There are mixed reactions to the Bank of Ghana’s new policy rate of 18%.
The central bank on Monday, March 26, 2018 announced that it has reduced the policy rate by 200 basis points after concluding its Monetary Policy Committee (MPC) meetings for the quarter.
The Governor of the Bank of Ghana, Dr. Ernest Addison among others mentioned that the decision was arrived at following indications that other variables point to the central bank’s ability to meet the annual inflation target.
But some industry players that Citi Business News has been speaking to have expressed diverse thoughts on the impact of the reduction.
For the Head of the Economics Department of the University of Ghana, Prof. Peter Quartey, the reduction has been anticipated.
He believes it should propel growth of private sector businesses.

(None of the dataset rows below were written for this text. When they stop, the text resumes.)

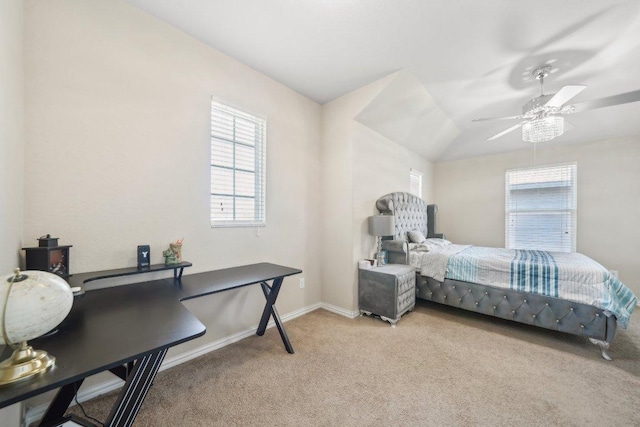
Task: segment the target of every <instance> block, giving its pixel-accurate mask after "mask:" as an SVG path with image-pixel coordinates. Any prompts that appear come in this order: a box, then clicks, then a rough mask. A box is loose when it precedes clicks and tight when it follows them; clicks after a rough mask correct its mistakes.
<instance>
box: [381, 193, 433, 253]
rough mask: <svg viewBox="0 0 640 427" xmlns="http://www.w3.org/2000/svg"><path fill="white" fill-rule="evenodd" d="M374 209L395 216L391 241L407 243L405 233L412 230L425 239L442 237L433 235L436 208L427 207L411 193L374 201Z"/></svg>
mask: <svg viewBox="0 0 640 427" xmlns="http://www.w3.org/2000/svg"><path fill="white" fill-rule="evenodd" d="M376 208H377V209H378V210H379V211H380V213H381V214H385V215H393V216H395V223H396V231H395V234H394V235H393V240H404V241H408V238H407V233H408V232H409V231H413V230H419V231H421V232H422V234H424V235H425V236H426V237H442V235H440V234H436V233H435V229H436V213H437V212H438V206H436V205H427V202H425V201H424V200H422V199H421V198H419V197H417V196H415V195H413V194H411V193H402V192H398V193H391V194H387V195H386V196H382V197H380V198H379V199H378V200H377V201H376Z"/></svg>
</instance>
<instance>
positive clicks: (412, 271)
mask: <svg viewBox="0 0 640 427" xmlns="http://www.w3.org/2000/svg"><path fill="white" fill-rule="evenodd" d="M415 286H416V273H415V270H414V268H413V267H412V266H409V265H403V264H387V265H385V266H382V267H375V268H370V269H360V270H359V280H358V303H359V306H360V312H361V313H368V314H376V315H378V316H380V317H381V318H382V319H383V320H386V321H388V322H390V323H391V324H392V325H394V326H395V324H396V322H397V321H398V320H399V319H400V317H401V316H402V315H403V314H404V313H406V312H407V311H409V310H411V309H413V307H414V306H415V301H416V300H415Z"/></svg>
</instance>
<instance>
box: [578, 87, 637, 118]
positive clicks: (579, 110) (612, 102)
mask: <svg viewBox="0 0 640 427" xmlns="http://www.w3.org/2000/svg"><path fill="white" fill-rule="evenodd" d="M638 101H640V90H634V91H631V92H624V93H619V94H617V95H612V96H606V97H604V98H598V99H592V100H590V101H584V102H579V103H577V104H574V105H573V107H574V110H573V112H574V113H579V112H581V111H585V110H593V109H596V108H602V107H611V106H613V105H620V104H628V103H630V102H638Z"/></svg>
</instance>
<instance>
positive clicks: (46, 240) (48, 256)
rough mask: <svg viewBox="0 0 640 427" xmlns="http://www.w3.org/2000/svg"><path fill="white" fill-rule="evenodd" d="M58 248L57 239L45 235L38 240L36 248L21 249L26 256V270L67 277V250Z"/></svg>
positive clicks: (68, 274)
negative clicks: (37, 243) (37, 271)
mask: <svg viewBox="0 0 640 427" xmlns="http://www.w3.org/2000/svg"><path fill="white" fill-rule="evenodd" d="M71 247H72V245H63V246H58V238H57V237H51V235H49V234H47V235H46V236H42V237H40V238H39V239H38V246H37V247H33V248H22V249H23V250H24V251H25V254H26V257H25V258H26V267H27V270H40V271H48V272H49V273H54V274H57V275H58V276H60V277H63V278H66V277H69V274H70V273H69V248H71Z"/></svg>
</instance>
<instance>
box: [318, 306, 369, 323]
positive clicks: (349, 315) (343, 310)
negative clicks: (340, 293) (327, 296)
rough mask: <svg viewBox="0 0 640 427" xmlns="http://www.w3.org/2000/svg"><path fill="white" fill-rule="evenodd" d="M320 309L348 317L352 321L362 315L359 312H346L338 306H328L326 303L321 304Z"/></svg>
mask: <svg viewBox="0 0 640 427" xmlns="http://www.w3.org/2000/svg"><path fill="white" fill-rule="evenodd" d="M320 307H321V308H323V309H325V310H327V311H330V312H332V313H336V314H339V315H341V316H345V317H348V318H350V319H355V318H356V317H358V316H359V315H360V312H359V311H349V310H345V309H344V308H342V307H338V306H336V305H331V304H327V303H326V302H323V303H320Z"/></svg>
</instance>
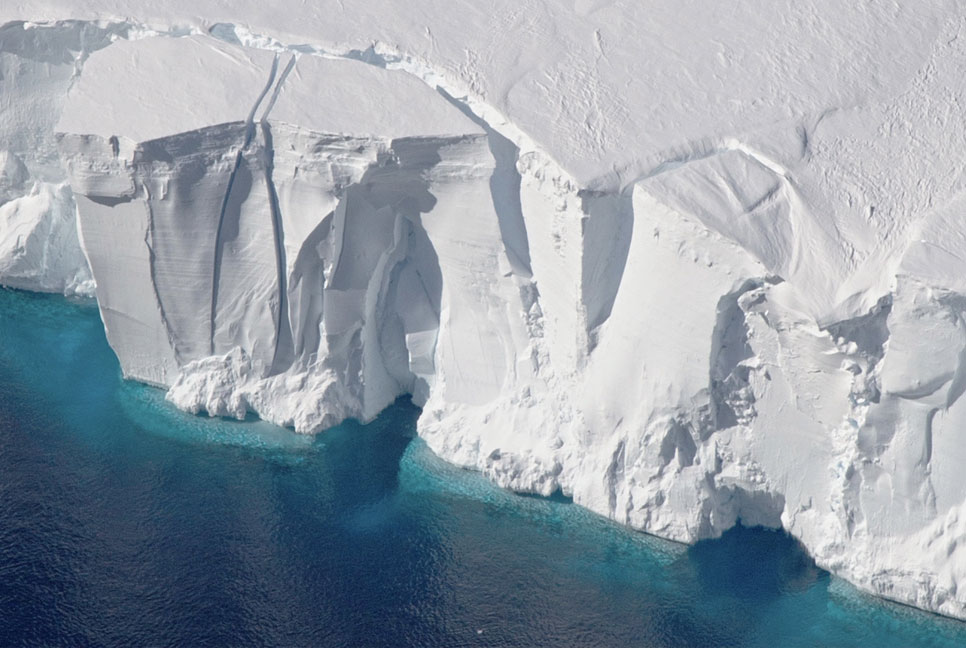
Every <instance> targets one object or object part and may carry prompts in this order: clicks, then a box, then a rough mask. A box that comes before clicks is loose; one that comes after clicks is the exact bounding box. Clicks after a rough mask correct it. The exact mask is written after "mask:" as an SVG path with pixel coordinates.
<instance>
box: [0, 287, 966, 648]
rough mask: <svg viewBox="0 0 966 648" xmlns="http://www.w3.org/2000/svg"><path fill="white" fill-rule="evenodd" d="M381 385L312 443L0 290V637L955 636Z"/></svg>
mask: <svg viewBox="0 0 966 648" xmlns="http://www.w3.org/2000/svg"><path fill="white" fill-rule="evenodd" d="M417 413H418V412H417V410H416V409H415V408H414V407H412V406H411V405H410V404H408V403H406V402H399V403H397V404H396V405H395V406H393V407H392V408H390V409H389V410H388V411H387V412H385V413H384V414H383V415H382V416H381V417H380V418H379V419H378V420H376V421H375V422H374V423H372V424H370V425H365V426H363V425H359V424H355V423H347V424H345V425H342V426H340V427H338V428H335V429H333V430H330V431H328V432H326V433H324V434H322V435H320V436H318V437H316V438H308V437H302V436H298V435H296V434H294V433H292V432H289V431H286V430H282V429H279V428H276V427H273V426H271V425H268V424H266V423H262V422H258V421H252V422H246V423H234V422H228V421H220V420H209V419H204V418H200V417H192V416H189V415H186V414H182V413H180V412H178V411H176V410H174V409H173V408H172V407H170V406H169V405H168V404H166V403H165V401H164V399H163V394H161V393H160V392H159V391H157V390H154V389H151V388H148V387H144V386H140V385H135V384H131V383H125V382H123V381H122V380H121V379H120V373H119V369H118V365H117V361H116V360H115V359H114V356H113V355H112V353H111V351H110V349H109V348H108V346H107V344H106V342H105V340H104V334H103V331H102V328H101V324H100V321H99V319H98V316H97V311H96V309H95V308H94V307H93V305H91V304H84V303H71V302H68V301H67V300H64V299H62V298H56V297H42V296H36V295H29V294H23V293H17V292H11V291H4V290H0V646H19V645H57V646H86V645H91V646H148V645H151V646H175V645H183V646H226V645H231V646H236V645H244V646H257V645H283V646H426V647H429V646H447V647H450V646H524V647H531V646H580V647H585V646H587V647H589V646H621V647H629V646H695V647H700V648H710V647H713V646H762V647H765V646H767V647H772V646H875V647H877V648H880V647H881V648H885V647H890V646H896V647H906V646H963V645H966V624H960V623H958V622H955V621H951V620H948V619H943V618H940V617H936V616H933V615H928V614H924V613H921V612H917V611H915V610H911V609H909V608H904V607H901V606H897V605H893V604H889V603H885V602H882V601H878V600H877V599H874V598H872V597H869V596H866V595H863V594H860V593H858V592H857V591H855V590H854V589H853V588H852V587H850V586H849V585H847V584H845V583H844V582H842V581H840V580H838V579H835V578H832V577H830V576H829V575H828V574H827V573H826V572H823V571H821V570H819V569H817V568H816V567H815V566H814V565H813V564H812V563H811V561H810V560H809V559H808V557H807V556H806V555H805V554H804V553H803V552H802V551H801V550H800V548H799V547H798V546H797V544H796V543H795V542H794V541H793V540H791V539H790V538H789V537H788V536H786V535H784V534H780V533H777V532H773V531H766V530H760V529H740V528H739V529H736V530H734V531H732V532H730V533H728V534H726V535H725V537H723V538H722V539H720V540H716V541H711V542H704V543H700V544H698V545H697V546H695V547H692V548H685V547H682V546H679V545H674V544H671V543H666V542H663V541H659V540H656V539H653V538H650V537H649V536H645V535H643V534H639V533H634V532H631V531H628V530H626V529H623V528H621V527H618V526H616V525H613V524H611V523H609V522H607V521H605V520H602V519H601V518H599V517H597V516H595V515H592V514H590V513H588V512H586V511H584V510H582V509H580V508H579V507H576V506H574V505H572V504H569V503H567V502H564V501H553V500H545V499H540V498H532V497H520V496H516V495H512V494H510V493H507V492H505V491H502V490H500V489H498V488H495V487H493V486H491V485H490V484H489V483H487V482H486V481H485V480H484V479H483V478H481V477H480V476H478V475H476V474H474V473H470V472H466V471H463V470H459V469H456V468H453V467H451V466H448V465H447V464H445V463H443V462H441V461H440V460H438V459H437V458H435V457H434V456H433V455H432V453H430V452H429V451H428V450H427V449H426V447H425V446H424V445H423V444H422V443H421V442H420V441H419V440H418V439H415V438H414V429H415V421H416V417H417Z"/></svg>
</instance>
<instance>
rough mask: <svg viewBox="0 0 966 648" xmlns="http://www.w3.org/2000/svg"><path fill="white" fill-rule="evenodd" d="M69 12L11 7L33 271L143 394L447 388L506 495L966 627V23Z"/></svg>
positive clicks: (9, 182)
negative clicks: (81, 304)
mask: <svg viewBox="0 0 966 648" xmlns="http://www.w3.org/2000/svg"><path fill="white" fill-rule="evenodd" d="M72 5H73V3H69V2H66V0H44V1H43V2H40V3H17V2H13V3H6V4H5V5H4V6H3V7H2V8H0V133H2V134H3V137H2V138H0V142H2V149H3V150H2V151H0V283H2V284H4V285H8V286H11V287H15V288H23V289H28V290H42V291H53V292H63V293H66V294H81V295H85V294H96V297H97V301H98V305H99V307H100V311H101V316H102V319H103V322H104V326H105V329H106V332H107V336H108V340H109V342H110V343H111V346H112V348H113V349H114V350H115V352H116V353H117V355H118V357H119V359H120V362H121V366H122V369H123V371H124V374H125V376H126V377H128V378H132V379H136V380H140V381H144V382H147V383H151V384H155V385H158V386H161V387H164V388H166V389H167V390H168V398H169V400H171V401H172V402H173V403H175V404H176V405H178V406H179V407H181V408H184V409H186V410H189V411H192V412H206V413H208V414H210V415H213V416H233V417H238V418H242V417H244V416H245V415H246V414H248V413H249V412H254V413H257V414H258V415H259V416H261V417H262V418H264V419H267V420H269V421H272V422H275V423H278V424H280V425H285V426H290V427H293V428H294V429H296V430H297V431H299V432H308V433H311V432H316V431H319V430H322V429H324V428H326V427H329V426H331V425H334V424H336V423H338V422H339V421H341V420H343V419H346V418H350V417H354V418H358V419H361V420H370V419H372V418H373V417H374V416H375V415H376V414H377V413H378V412H379V411H380V410H382V409H383V408H384V407H385V406H386V405H388V404H389V403H391V402H392V401H393V400H394V399H395V398H397V397H398V396H400V395H403V394H410V395H411V396H412V398H413V400H414V402H415V403H417V404H418V405H419V406H421V407H422V415H421V416H420V420H419V434H420V436H422V437H423V438H424V439H425V440H426V441H427V443H428V444H429V446H430V447H431V448H432V449H433V450H434V451H435V452H436V453H437V454H439V455H440V456H441V457H443V458H445V459H447V460H449V461H452V462H454V463H456V464H459V465H462V466H466V467H470V468H474V469H477V470H480V471H482V472H483V473H485V474H486V475H487V476H489V477H490V478H492V479H493V480H494V481H496V482H497V483H499V484H500V485H502V486H505V487H507V488H510V489H514V490H517V491H524V492H534V493H541V494H544V495H549V494H551V493H553V492H555V491H560V492H562V493H564V494H566V495H568V496H571V497H572V498H573V500H574V502H575V503H577V504H579V505H582V506H585V507H587V508H589V509H591V510H593V511H596V512H598V513H600V514H602V515H605V516H607V517H610V518H612V519H614V520H616V521H618V522H621V523H623V524H627V525H630V526H632V527H634V528H637V529H641V530H644V531H647V532H649V533H653V534H656V535H659V536H662V537H666V538H671V539H674V540H679V541H682V542H693V541H696V540H699V539H702V538H708V537H715V536H717V535H720V534H721V533H722V532H723V531H725V530H726V529H728V528H730V527H731V526H733V525H734V524H735V523H736V522H737V521H738V520H739V519H740V520H742V521H743V522H744V523H745V524H762V525H766V526H771V527H782V528H784V529H786V530H787V531H788V532H789V533H790V534H792V535H793V536H794V537H796V538H797V539H798V540H800V541H801V542H802V543H803V544H804V546H805V547H806V548H807V549H808V551H809V552H810V553H811V555H812V556H814V558H815V560H816V561H817V562H818V564H819V565H821V566H822V567H824V568H826V569H829V570H830V571H832V572H833V573H836V574H838V575H840V576H842V577H844V578H846V579H848V580H850V581H851V582H853V583H855V584H856V585H858V586H860V587H862V588H864V589H866V590H868V591H870V592H873V593H875V594H878V595H881V596H884V597H887V598H890V599H893V600H896V601H900V602H903V603H908V604H911V605H915V606H918V607H921V608H924V609H928V610H932V611H936V612H940V613H943V614H947V615H950V616H955V617H959V618H966V588H960V587H959V586H960V584H961V583H963V581H964V578H966V548H964V547H963V544H964V543H963V538H964V537H966V480H964V479H963V478H962V477H961V475H960V474H959V466H961V465H963V463H964V460H966V456H963V455H966V450H963V449H962V448H963V444H962V443H960V437H957V436H956V435H957V434H960V433H959V432H956V430H962V429H963V427H964V424H966V403H964V399H963V398H962V395H963V393H964V391H966V280H964V279H963V277H964V276H966V257H964V255H963V252H962V250H964V249H966V225H964V224H963V221H962V218H961V213H962V212H961V210H960V208H961V207H962V206H966V192H964V175H963V169H964V168H966V162H964V151H966V146H964V143H966V142H964V140H966V118H964V113H963V111H962V110H961V106H962V104H963V100H964V98H966V97H964V96H963V95H964V92H966V86H964V84H963V83H962V81H961V72H960V71H961V70H962V69H963V64H964V63H966V38H962V37H961V36H962V34H961V32H962V31H963V30H964V29H966V9H963V8H962V7H960V6H959V5H957V4H956V3H954V2H945V1H942V2H940V1H936V2H923V3H918V4H917V5H916V6H915V7H903V6H898V5H888V4H885V3H882V4H862V5H859V4H856V5H855V6H850V7H842V6H838V5H837V4H833V3H830V2H827V1H823V0H799V1H798V2H784V1H780V2H774V3H744V4H741V5H740V6H735V7H724V6H720V7H719V6H717V5H714V4H713V3H708V2H701V1H697V0H695V1H692V2H671V1H670V0H667V1H663V0H662V1H660V2H655V3H648V4H647V5H646V6H644V5H642V4H641V3H633V2H620V1H615V2H606V1H603V0H597V1H595V0H577V2H574V3H572V6H571V4H570V3H567V4H566V5H564V4H562V3H550V2H549V1H541V0H533V1H530V2H523V3H521V2H518V1H516V2H511V1H509V0H497V1H495V2H492V3H488V5H487V7H486V8H485V9H484V8H481V7H477V6H476V5H474V4H473V3H469V2H465V1H459V2H450V3H442V2H436V1H435V0H433V1H429V0H427V1H426V2H421V3H418V4H417V5H416V6H406V7H403V6H402V5H401V4H398V3H381V2H372V3H366V4H365V5H362V4H354V3H338V2H332V3H328V2H326V3H319V6H317V7H313V8H306V7H304V6H302V5H301V4H299V3H295V2H282V3H275V4H274V5H273V6H272V7H261V6H258V5H256V4H255V3H247V2H245V3H239V5H240V6H239V7H237V8H235V9H233V14H232V15H231V16H226V15H223V13H224V10H223V9H221V8H219V7H218V6H217V5H216V4H215V3H207V2H204V1H202V2H197V0H196V1H195V2H191V3H188V2H187V1H185V0H174V1H173V2H170V3H166V6H165V8H164V9H163V10H161V9H152V10H146V9H137V8H135V7H134V6H133V5H132V6H128V5H127V4H126V3H125V2H123V1H121V0H111V1H109V0H92V1H91V2H88V3H86V4H85V7H84V8H79V7H76V6H72ZM276 5H277V6H276ZM132 16H135V17H132Z"/></svg>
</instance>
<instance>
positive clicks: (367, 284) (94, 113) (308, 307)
mask: <svg viewBox="0 0 966 648" xmlns="http://www.w3.org/2000/svg"><path fill="white" fill-rule="evenodd" d="M175 59H177V60H187V61H190V62H191V63H192V65H194V66H197V68H198V69H200V70H204V74H197V75H189V76H185V75H184V74H181V73H178V74H172V73H171V67H170V62H171V61H172V60H175ZM144 78H149V79H151V83H150V84H144V83H143V82H140V81H139V80H140V79H144ZM118 86H120V87H128V88H137V91H136V92H132V93H130V94H128V95H126V96H125V97H123V98H118V100H116V101H112V102H110V103H109V104H108V105H105V102H104V100H103V98H104V97H105V96H108V95H110V94H111V93H112V92H113V89H114V88H116V87H118ZM145 106H147V107H150V108H149V110H150V112H151V115H152V116H151V118H150V119H143V117H142V115H143V111H144V107H145ZM182 106H183V107H184V108H181V107H182ZM58 128H59V130H61V131H63V132H65V133H68V134H65V135H63V136H62V137H61V139H60V148H61V152H62V155H63V159H64V164H65V166H66V168H67V170H68V173H69V174H70V177H71V184H72V187H73V189H74V192H75V193H76V195H77V202H78V206H79V209H80V215H81V218H80V223H81V234H82V237H83V241H84V246H85V250H86V252H87V254H88V257H89V259H90V262H91V267H92V269H93V271H94V274H95V276H96V277H98V278H99V281H98V288H97V297H98V302H99V304H100V306H101V310H102V313H103V318H104V322H105V326H106V329H107V332H108V338H109V340H110V342H111V344H112V346H113V347H114V348H115V350H116V351H117V353H118V356H119V357H120V358H121V359H122V365H123V368H124V371H125V374H126V375H128V376H130V377H132V378H137V379H140V380H145V381H149V382H153V383H156V384H160V385H165V386H169V387H171V391H170V398H171V399H172V400H173V401H174V402H175V403H177V404H179V405H180V406H182V407H185V408H187V409H191V410H194V411H198V410H205V411H207V412H209V413H210V414H218V415H234V416H244V414H245V413H246V412H247V411H249V410H254V411H257V412H259V414H261V415H262V416H265V417H267V418H269V419H271V420H274V421H276V422H279V423H283V424H286V425H293V426H295V428H296V429H297V430H299V431H315V430H319V429H321V428H323V427H325V426H329V425H333V424H335V423H337V422H339V421H341V420H342V419H344V418H346V417H350V416H354V417H359V418H362V419H370V418H372V417H374V416H375V415H376V414H377V413H378V412H379V411H380V410H381V409H382V408H384V407H385V406H386V405H387V404H388V403H390V402H391V401H392V400H393V399H394V398H396V397H397V396H399V395H400V394H403V393H413V394H414V395H416V398H417V400H424V399H425V398H426V396H427V395H428V393H429V391H430V388H431V386H432V384H433V383H434V380H435V376H436V374H437V373H438V372H441V371H446V372H447V373H452V374H455V375H463V376H465V377H464V378H463V380H462V381H460V384H459V386H455V385H451V386H450V387H449V388H448V392H449V393H450V395H451V396H454V397H457V398H458V397H459V396H457V395H456V394H455V392H460V393H461V394H462V395H463V397H464V398H466V399H469V400H471V401H472V400H473V399H483V400H487V399H489V398H490V397H491V396H492V395H493V394H495V393H497V392H499V390H500V389H501V387H502V383H503V381H504V378H505V376H504V374H505V373H506V372H507V369H508V366H509V363H510V362H512V357H511V356H508V352H509V351H510V350H511V349H512V344H513V341H512V340H511V339H510V335H511V333H512V331H511V328H512V327H511V325H510V324H509V323H508V321H509V320H510V319H511V318H512V317H513V316H514V315H515V314H516V312H518V311H519V310H520V299H519V291H518V289H517V288H516V286H515V285H514V283H513V280H512V277H511V276H509V274H510V273H509V272H508V268H509V264H508V261H507V260H506V251H505V248H504V244H503V239H502V238H501V233H500V227H499V216H498V214H497V213H496V211H495V209H494V205H493V200H492V197H491V187H490V180H491V177H492V176H493V174H494V161H493V159H492V158H491V157H490V154H489V149H488V146H487V140H486V137H485V134H484V133H483V131H482V130H480V128H479V127H478V126H476V125H475V124H474V123H473V122H472V121H470V120H469V119H467V118H466V117H465V116H464V115H463V114H461V113H460V112H459V111H457V110H456V109H455V108H453V107H452V106H451V105H450V104H449V103H448V102H446V101H445V100H444V99H443V98H442V97H441V96H440V95H439V94H437V93H435V92H433V91H432V90H431V89H429V88H427V87H426V86H425V85H424V84H422V83H420V82H419V81H418V80H416V79H414V78H412V77H411V76H408V75H404V74H402V73H398V72H395V73H393V72H387V71H385V70H380V69H377V68H374V67H371V66H367V65H365V64H363V63H359V62H356V61H346V60H329V59H323V58H319V57H302V58H300V59H298V60H296V58H295V57H294V56H285V57H280V56H276V55H273V54H270V53H266V52H264V51H259V50H248V49H243V48H240V47H237V46H233V45H229V44H226V43H222V42H219V41H216V40H214V39H211V38H206V37H189V38H183V39H177V40H175V39H169V38H157V39H149V40H145V41H139V42H124V43H118V44H117V45H115V46H113V47H112V48H110V49H108V50H106V51H105V52H104V53H103V54H102V55H100V56H97V57H94V58H92V59H91V61H90V62H89V64H88V67H87V69H86V70H85V74H84V81H83V82H82V83H80V84H78V85H77V86H76V87H75V89H74V90H73V91H72V93H71V96H70V110H69V111H67V112H66V113H65V115H64V117H63V118H62V120H61V122H60V125H59V127H58ZM481 309H482V310H481ZM481 314H482V315H483V316H482V317H481ZM518 319H520V318H518Z"/></svg>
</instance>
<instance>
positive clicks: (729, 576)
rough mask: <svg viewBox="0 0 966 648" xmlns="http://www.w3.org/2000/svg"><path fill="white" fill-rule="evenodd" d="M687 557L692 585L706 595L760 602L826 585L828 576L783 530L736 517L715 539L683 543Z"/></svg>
mask: <svg viewBox="0 0 966 648" xmlns="http://www.w3.org/2000/svg"><path fill="white" fill-rule="evenodd" d="M687 561H688V562H689V563H690V564H691V565H693V577H694V578H695V580H696V584H697V585H698V587H700V589H701V591H702V592H703V593H704V594H705V595H708V596H710V597H715V596H731V597H737V598H739V599H742V600H745V601H753V602H764V601H768V600H771V599H777V598H779V597H781V596H783V595H786V594H790V593H797V592H804V591H806V590H808V589H811V588H812V587H815V586H819V587H822V588H827V587H828V584H829V579H830V575H829V573H828V572H827V571H825V570H823V569H821V568H819V567H818V566H817V565H816V564H815V561H814V560H812V558H811V556H809V555H808V552H807V551H806V550H805V548H804V547H803V546H802V544H801V543H800V542H799V541H798V540H796V539H795V538H793V537H792V536H790V535H788V533H786V532H785V531H783V530H781V529H768V528H765V527H760V526H754V527H749V526H744V525H742V524H741V521H740V520H739V522H738V524H736V525H735V526H734V527H733V528H731V529H729V530H728V531H725V532H724V533H723V534H722V535H721V537H720V538H716V539H713V540H702V541H700V542H698V543H696V544H694V545H693V546H691V547H689V548H688V551H687Z"/></svg>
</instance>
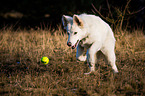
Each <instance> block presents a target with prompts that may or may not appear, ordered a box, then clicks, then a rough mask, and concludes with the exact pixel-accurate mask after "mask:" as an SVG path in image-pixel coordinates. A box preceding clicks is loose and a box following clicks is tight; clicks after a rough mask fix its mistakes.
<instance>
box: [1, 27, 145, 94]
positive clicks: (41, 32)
mask: <svg viewBox="0 0 145 96" xmlns="http://www.w3.org/2000/svg"><path fill="white" fill-rule="evenodd" d="M61 32H62V30H61V29H60V30H56V31H54V32H53V34H51V33H52V32H50V31H49V30H29V31H27V30H17V31H11V30H10V29H5V30H1V31H0V70H1V72H0V77H1V78H0V95H6V96H8V95H9V96H16V95H20V96H23V95H27V96H30V95H34V96H46V95H47V96H58V95H59V96H62V95H64V96H77V95H79V96H101V95H102V96H124V95H126V96H130V95H134V96H138V95H142V96H143V95H145V80H144V79H145V42H144V41H145V36H144V35H143V34H142V32H141V31H138V30H137V31H135V32H133V33H128V32H127V31H120V32H119V31H116V34H115V37H116V40H117V41H116V56H117V61H116V64H117V66H118V68H119V73H118V74H113V72H112V70H111V67H110V66H108V65H106V64H104V61H103V60H100V62H99V64H98V65H97V70H96V72H95V73H94V74H90V75H84V74H83V73H84V72H86V71H89V69H88V66H87V65H85V64H84V62H76V58H75V50H71V49H70V48H68V47H67V45H66V41H67V35H65V34H61ZM42 56H47V57H49V58H50V63H49V64H48V66H45V65H43V64H41V63H40V59H41V57H42Z"/></svg>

“We can also see that the exchange rate has been stable and then inflation has inched up slightly with expectations not likely to increase. So based on all of these and then also in line with government policy of providing cheaper access to credit to grow the private sector, I think a decline in the policy rate is more than welcome. It is however my hope that the banks or the money market will responds positively by also reducing their lending rates.”
Another Economist with GN Research, Emmanuel Zewu however described the 200 basis point as being a little on the high side.
Though he admits to the need for a reduction, he stressed that the cedi’s relative depreciation against some international currencies.
“If you look at it, even though the cedi has been stable especially when it comes to the dollar rate , the other major currencies especially the Pound and the Euro are not performing too well; then you combine that with increasing petroleum prices on the international market essentially, there will be inflationary powers going forward. So I was thinking the monetary policy committee will be more conscious or cautiously reduce the monetary policy rate but the 200 basis points reduction is more or less on the high side for me,” he explained.
Meanwhile the CEO of the Private Enterprise Federation, Nana Osei Bonsu says the business will be comfortable only when commercial banks let it reflect in their interest rates.
“What we will want to see is that this policy rate has a direct correlation, a direct impact so when it is reduced by 200 basis points we want that to reflect in the interest rates that will be charged by the universal banks, we want to see the 200 basis points or at least 150 basis points in that regard,’ he stated.
Nana Osei Bonsu added, “So what we need is a formula that allows the banks to calculate their base rates that allows the risk premium. So if the Bank of Ghana can use its authority to make a meaningful impact on the interest rates, it should have another formula that will allow the impact of the policy rate to be direct so that it will reflect in a reduction of interest rates.”
For 2017 alone, the Bank of Ghana reduced the policy rate by 550 basis points.
The figure dropped from 25.5% to 20%.